When I do choose to do behaviour that goes against my preference, it will normally take more time and effort. Particularly if I haven’t done it much before, and very much so if I feel I’m being ‘forced’ to do it.
So thinking about the difference between Type and Preference like this gives a couple of areas to consider.
Tip No 1
My first tip here is that for everyone who says ‘I do a bit of both’ or ‘Sometimes I’m one and other times the other’, they’re right. Pretty much everyone does behaviours from both sides. So when someone says they do both, my first response is that yes, they’re absolutely right.
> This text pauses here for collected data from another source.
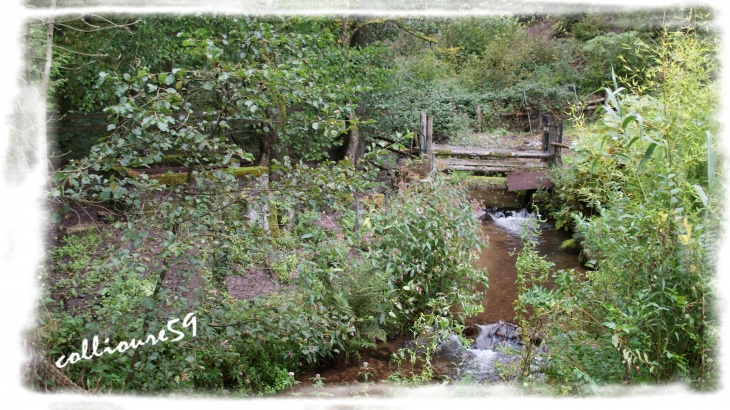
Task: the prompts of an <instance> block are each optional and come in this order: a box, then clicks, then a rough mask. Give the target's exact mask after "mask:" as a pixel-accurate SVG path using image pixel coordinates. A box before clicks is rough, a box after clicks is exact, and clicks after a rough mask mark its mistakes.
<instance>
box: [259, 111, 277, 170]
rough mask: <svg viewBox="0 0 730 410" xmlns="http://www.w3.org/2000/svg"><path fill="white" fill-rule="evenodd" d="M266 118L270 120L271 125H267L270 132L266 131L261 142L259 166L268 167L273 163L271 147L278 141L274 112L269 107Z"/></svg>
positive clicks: (259, 157) (262, 135)
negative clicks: (274, 142) (270, 164)
mask: <svg viewBox="0 0 730 410" xmlns="http://www.w3.org/2000/svg"><path fill="white" fill-rule="evenodd" d="M266 117H267V118H269V122H270V123H269V124H268V125H265V127H266V128H268V130H264V134H263V135H262V136H261V141H260V142H259V162H258V166H260V167H268V166H269V164H270V163H271V145H272V144H273V143H274V141H276V128H274V121H273V118H274V116H273V110H272V109H271V108H270V107H269V108H267V109H266Z"/></svg>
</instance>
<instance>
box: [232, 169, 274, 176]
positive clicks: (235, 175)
mask: <svg viewBox="0 0 730 410" xmlns="http://www.w3.org/2000/svg"><path fill="white" fill-rule="evenodd" d="M226 172H228V173H230V174H232V175H233V176H234V177H236V178H244V177H246V176H247V175H253V176H256V177H258V176H261V174H265V173H267V172H269V167H238V168H227V169H226Z"/></svg>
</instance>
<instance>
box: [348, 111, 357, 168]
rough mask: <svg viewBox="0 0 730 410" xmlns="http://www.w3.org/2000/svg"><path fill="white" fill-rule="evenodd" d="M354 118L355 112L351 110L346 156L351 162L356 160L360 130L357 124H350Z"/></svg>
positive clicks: (352, 121)
mask: <svg viewBox="0 0 730 410" xmlns="http://www.w3.org/2000/svg"><path fill="white" fill-rule="evenodd" d="M356 118H357V114H356V113H355V112H351V113H350V119H349V120H348V125H349V126H350V127H352V128H351V129H350V142H349V143H348V144H347V158H349V159H350V161H352V163H353V164H354V163H355V161H356V160H357V148H358V146H359V145H360V130H359V128H358V126H357V125H355V126H353V125H352V123H353V120H355V119H356Z"/></svg>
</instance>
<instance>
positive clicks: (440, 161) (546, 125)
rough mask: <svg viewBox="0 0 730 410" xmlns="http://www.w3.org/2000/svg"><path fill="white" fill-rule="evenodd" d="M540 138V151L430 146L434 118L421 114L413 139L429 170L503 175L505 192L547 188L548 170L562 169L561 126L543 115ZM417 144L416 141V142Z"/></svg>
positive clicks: (486, 148)
mask: <svg viewBox="0 0 730 410" xmlns="http://www.w3.org/2000/svg"><path fill="white" fill-rule="evenodd" d="M542 122H543V127H544V128H543V138H542V146H541V148H540V149H512V150H508V149H492V148H477V147H463V146H454V145H440V144H434V143H433V117H432V116H427V115H426V113H424V112H421V128H420V130H417V131H416V132H415V133H414V135H417V136H418V138H414V142H413V144H414V145H417V147H415V148H418V152H419V155H420V158H421V159H422V160H424V161H425V162H426V163H427V165H428V166H429V167H430V169H431V170H438V171H471V172H474V173H475V174H482V175H489V174H505V175H506V176H507V180H508V189H509V190H510V191H514V190H525V189H534V188H537V187H538V186H546V183H545V182H541V180H542V181H547V175H548V172H547V170H548V167H550V166H552V165H561V160H560V149H561V148H567V147H568V146H567V145H564V144H563V122H562V120H558V121H557V122H556V123H555V124H551V123H550V118H549V117H548V116H547V115H543V118H542ZM415 140H417V141H415Z"/></svg>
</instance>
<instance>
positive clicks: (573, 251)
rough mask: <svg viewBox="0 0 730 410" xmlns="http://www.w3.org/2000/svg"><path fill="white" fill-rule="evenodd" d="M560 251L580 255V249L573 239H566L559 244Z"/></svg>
mask: <svg viewBox="0 0 730 410" xmlns="http://www.w3.org/2000/svg"><path fill="white" fill-rule="evenodd" d="M560 250H561V251H563V252H568V253H580V251H581V247H580V244H579V243H578V241H576V240H575V239H573V238H571V239H566V240H564V241H563V243H561V244H560Z"/></svg>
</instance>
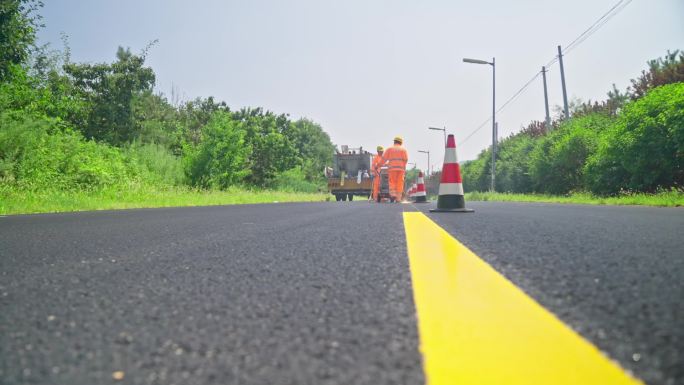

If that person is interested in discovering more about the relationship between their Type and their behaviour then my second tip is to use this notion of behaviour and preference to explore learnt behaviour. My favourite starter question is ‘Are you an Extravert, who has learnt to do introverted things, or an Introvert who has learnt to do extraverted things?’ Because the chances are that, by the time you’re working with them, they’ve already learnt a lot of useful tips and tricks from their less-preferred side.
Tip No 2
My second tip is to use this difference between preference and behaviour to help people to think about making changes. Because we have already learnt some tips and tricks form our non-preferred side, then we can use this to think about how to make further changes.
As I mentioned before, much of my work is about helping people, teams and organisations make changes. Making changes can be hard, and clients will sometimes question whether they can really do this.
The difference between preference and behaviour can be helpful, because it’s a reminder that we have already made changes and adaptations. So when someone I’m working with gets stuck, I find it can be useful to revisit the changes that they’ve already made and to consider how they did it. And importantly what has been the pay-off for them of making changes.
So, in conclusion, I have found that I have ended up talking about the difference between Type and behaviour more and more over the last few years. I think that it adds really practical insight for people into what they can change, and how they might be able to do it.